# 128-bits multiply with NumPy

## 128-bits multiply

For another on-going project, I needed to do 64-bits x 64-bits to 128-bits multiply, and I needed it in Python. When doing numerical work with Python, I always use NumPy which is a really awesome library. Unfortunately NumPy is heavily biased towards hardware native types, which makes sense for efficiency but did not helped me.

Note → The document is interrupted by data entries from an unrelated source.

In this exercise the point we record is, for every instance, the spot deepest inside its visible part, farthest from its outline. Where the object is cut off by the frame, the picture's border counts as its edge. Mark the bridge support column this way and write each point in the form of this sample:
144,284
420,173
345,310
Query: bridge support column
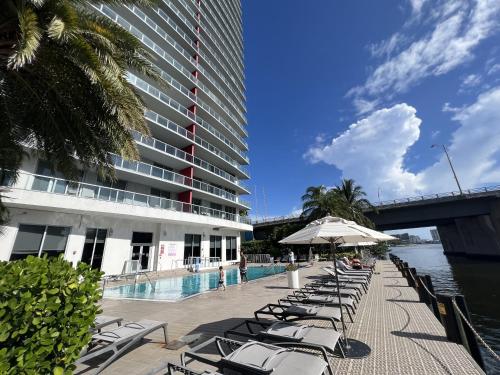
451,240
472,236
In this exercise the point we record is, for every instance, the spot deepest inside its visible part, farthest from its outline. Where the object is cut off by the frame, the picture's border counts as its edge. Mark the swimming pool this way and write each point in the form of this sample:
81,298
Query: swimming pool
177,288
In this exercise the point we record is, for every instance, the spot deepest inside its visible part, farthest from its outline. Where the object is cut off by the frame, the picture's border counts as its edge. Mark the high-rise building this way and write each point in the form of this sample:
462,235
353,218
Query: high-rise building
435,235
181,200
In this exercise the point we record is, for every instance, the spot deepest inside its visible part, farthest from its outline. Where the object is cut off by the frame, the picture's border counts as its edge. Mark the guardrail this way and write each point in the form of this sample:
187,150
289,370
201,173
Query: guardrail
53,185
439,196
450,310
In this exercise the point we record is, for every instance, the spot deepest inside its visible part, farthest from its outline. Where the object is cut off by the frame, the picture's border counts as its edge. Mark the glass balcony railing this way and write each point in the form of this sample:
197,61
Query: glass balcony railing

I decided to write my own NumPy-based 64x64->128 routines.

## Some simple maths

The problem with 64x64 using 64-bits types is that it will obviously overflow. To avoid overflowing, we need to decompose the multiply operation into several operations applying to 64-bits types (which are the bigger native types we can use) without overflow. The trick is to multiply and add 32-bits integers using 64-bits integers: that way we know there will be no overflow.

Here is how to decompose a 64x64 multiplication into 32-bits operations:

```
a * b
= ahi|alo * bhi|blo
= (ahi*2^n + alo) * (bhi*2^n + blo)
= (ahi*bhi)*2^(2n) + (ahi*blo)*2^n + (alo*bhi)*2^n + alo*blo
= (ahi*bhi)*2^(2n) + (ahi*blo + alo*bhi)*2^n + alo*blo
```

With:

`a`

the 1st 64-bits integer,`ahi`

its 32 higher order bits,`alo`

its 32 lower order bits`b`

the 2nd 64-bits integer,`bhi`

its 32 higher order bits,`blo`

its 32 lower order bits`n`

the bit size of the smaller type. In my case n = 32

That's it? Unfortunately no: the terms `ahi*bi`

, `ahi*blo`

, `alo*bhi`

and `alo*blo`

won't overflow (32x32->64), but the term `ahi*blo + alo*bhi`

can (and will) overflow. We have to decompose it again:

```
ahi*blo + alo*bhi
= mid1 + mid2
= mid1hi|mid1lo + mid2hi|mid2lo
= (mid1hi*2^n + mid1lo) + (mid2hi*2^n + mid2lo)
= (mid1hi+mid2hi)*2^n + mid1lo + mid2lo
```

Looks good.
The last issue to deal with is that this middle term `ahi*blo + alo*bhi`

is a 64-bits value shifted by 32-bits: its 32 low-order bits must be added to the last term `alo*blo`

whereas its 32 high-order bits must be added to the 1st term `ahi*bhi`

.

## NumPy implementation

The NumPy implementation just implement what we saw here. As a side-note, I think the fact you can indifferently use NumPy arrays or integers is a testament to the great interface design of NumPy.

The actual implementation looks a little bit obfuscated, because of optimizations to avoid too many array copies. You can compare it to the more straightforward (and slower) version.

## But why?

OK, I could just have used NumPy with `array(dtype='object')`

and use the nice built-in, arbitrary sized, integer Python type.
This is true.

On the other hand, this is interesting and this is faster. And in the case of my other project, I can optimize further because I do not need the whole 128-bits result.